Ministry of Disabled People CEO apologises for anxiety caused by funding changes

The chief executive of Whaikaha - Ministry of Disabled People has apologised directly to the disabled community for the stress and anxiety caused by this week's changes to disabled people's funding.

But those out in protest on Saturday said it's provided little comfort after what they're calling a betrayal of their people.

Whaikaha CEO Paula Tesoriero made a direct apology to the disabled community after changes to purchasing rules for equipment, respite care and out-of-town accommodation caused alarm among those affected.

"We know that the way we went about announcing these changes caused stress and anxiety. And for that I am sorry," Tesoriero said.

"Here's my pledge to you now. We are doing all we can to help clarify these changes."

But those protesting outside Christopher Luxon's electorate office today say it's little comfort.

"Families are really hurting and disabled people have been desperate all week. We feel all the promises that were made with the set-up on Whaikaha have been undermined by this," said protest organiser Nicola Owen.

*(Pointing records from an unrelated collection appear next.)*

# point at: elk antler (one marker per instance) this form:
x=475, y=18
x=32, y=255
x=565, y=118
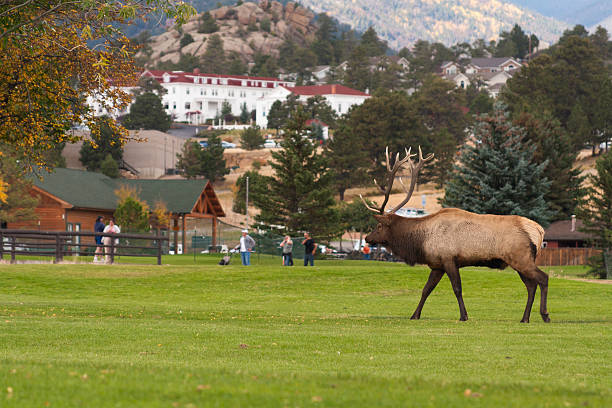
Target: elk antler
x=391, y=171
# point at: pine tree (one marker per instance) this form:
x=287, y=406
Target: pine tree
x=346, y=160
x=496, y=173
x=108, y=142
x=553, y=145
x=300, y=196
x=147, y=112
x=251, y=138
x=596, y=214
x=189, y=160
x=212, y=164
x=109, y=167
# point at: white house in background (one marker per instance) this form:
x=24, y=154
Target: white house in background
x=193, y=97
x=339, y=97
x=478, y=65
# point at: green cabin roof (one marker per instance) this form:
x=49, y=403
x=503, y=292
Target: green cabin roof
x=84, y=189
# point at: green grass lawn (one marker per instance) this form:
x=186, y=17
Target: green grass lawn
x=338, y=334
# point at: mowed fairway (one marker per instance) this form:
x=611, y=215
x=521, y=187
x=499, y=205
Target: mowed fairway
x=338, y=334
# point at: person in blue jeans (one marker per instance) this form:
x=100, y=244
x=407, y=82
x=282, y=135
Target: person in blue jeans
x=310, y=247
x=246, y=245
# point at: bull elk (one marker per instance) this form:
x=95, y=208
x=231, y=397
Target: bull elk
x=452, y=238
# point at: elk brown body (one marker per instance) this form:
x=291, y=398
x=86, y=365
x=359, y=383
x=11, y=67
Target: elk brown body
x=453, y=238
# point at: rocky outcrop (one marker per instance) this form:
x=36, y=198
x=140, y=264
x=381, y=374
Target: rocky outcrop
x=241, y=32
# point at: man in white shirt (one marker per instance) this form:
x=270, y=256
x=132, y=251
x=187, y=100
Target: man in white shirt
x=111, y=228
x=246, y=246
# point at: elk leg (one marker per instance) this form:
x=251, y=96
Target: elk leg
x=432, y=282
x=531, y=286
x=542, y=280
x=453, y=275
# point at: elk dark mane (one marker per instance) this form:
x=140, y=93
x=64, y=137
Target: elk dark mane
x=452, y=238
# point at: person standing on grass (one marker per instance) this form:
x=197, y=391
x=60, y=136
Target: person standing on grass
x=246, y=245
x=287, y=246
x=98, y=227
x=111, y=228
x=310, y=247
x=366, y=252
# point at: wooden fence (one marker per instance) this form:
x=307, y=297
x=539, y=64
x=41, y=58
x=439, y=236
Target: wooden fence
x=58, y=244
x=565, y=256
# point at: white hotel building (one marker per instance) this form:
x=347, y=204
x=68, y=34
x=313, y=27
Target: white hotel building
x=195, y=97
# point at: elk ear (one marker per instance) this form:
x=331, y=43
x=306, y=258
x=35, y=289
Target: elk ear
x=383, y=219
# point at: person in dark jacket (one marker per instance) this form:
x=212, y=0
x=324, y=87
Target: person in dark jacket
x=98, y=227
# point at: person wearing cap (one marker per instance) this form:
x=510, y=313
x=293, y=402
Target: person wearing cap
x=246, y=245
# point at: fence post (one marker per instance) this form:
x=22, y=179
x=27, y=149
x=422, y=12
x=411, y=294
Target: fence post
x=13, y=249
x=159, y=241
x=58, y=248
x=112, y=250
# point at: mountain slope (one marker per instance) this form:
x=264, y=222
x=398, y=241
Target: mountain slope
x=402, y=22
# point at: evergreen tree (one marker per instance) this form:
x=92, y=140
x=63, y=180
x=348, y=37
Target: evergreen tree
x=300, y=196
x=19, y=204
x=189, y=160
x=496, y=174
x=573, y=84
x=277, y=116
x=347, y=161
x=244, y=113
x=553, y=146
x=213, y=165
x=108, y=142
x=147, y=112
x=258, y=185
x=596, y=214
x=373, y=45
x=251, y=138
x=438, y=103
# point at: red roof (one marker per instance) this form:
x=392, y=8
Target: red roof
x=316, y=121
x=330, y=89
x=188, y=77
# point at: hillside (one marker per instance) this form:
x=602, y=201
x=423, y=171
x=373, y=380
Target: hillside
x=402, y=22
x=240, y=29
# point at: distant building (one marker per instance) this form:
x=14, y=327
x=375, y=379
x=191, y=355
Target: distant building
x=488, y=73
x=339, y=97
x=194, y=97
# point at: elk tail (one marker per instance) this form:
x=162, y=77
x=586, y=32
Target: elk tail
x=536, y=236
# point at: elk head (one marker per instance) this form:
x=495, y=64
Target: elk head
x=382, y=232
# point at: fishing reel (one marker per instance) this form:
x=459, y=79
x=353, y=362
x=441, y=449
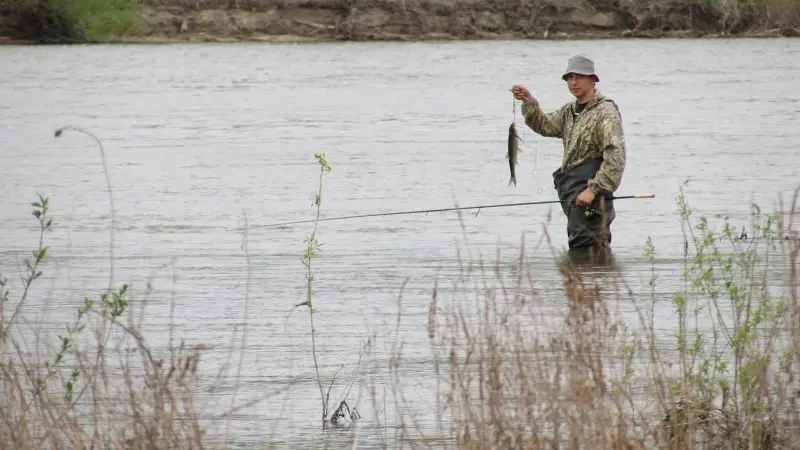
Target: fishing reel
x=590, y=212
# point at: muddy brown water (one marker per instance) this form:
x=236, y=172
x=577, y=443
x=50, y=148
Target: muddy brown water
x=197, y=136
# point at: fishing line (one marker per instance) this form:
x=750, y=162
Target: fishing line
x=426, y=211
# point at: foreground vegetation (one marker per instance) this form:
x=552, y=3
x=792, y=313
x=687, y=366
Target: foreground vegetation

After the very public backlash to the changes earlier this week, the minister announced a partial U-turn, allowing the fund to be used for essential tools and regional travel.

But advocates say they want the changes fully reversed.

"A slogan that Governments for many decades have accepted is 'nothing about us without us' and this has been done without us," Owen said.

"We're hurting, we need an apology and a commitment this won't happen again."

Minister for Disabled People Penny Simmonds echoed her apology about the communication again today.

"Neither Whaikaha nor I are happy with the way this has occurred and so we are very clear that we will have to do much better in the future," she said.

Starting with a promise of additional funding as part of the upcoming Budget.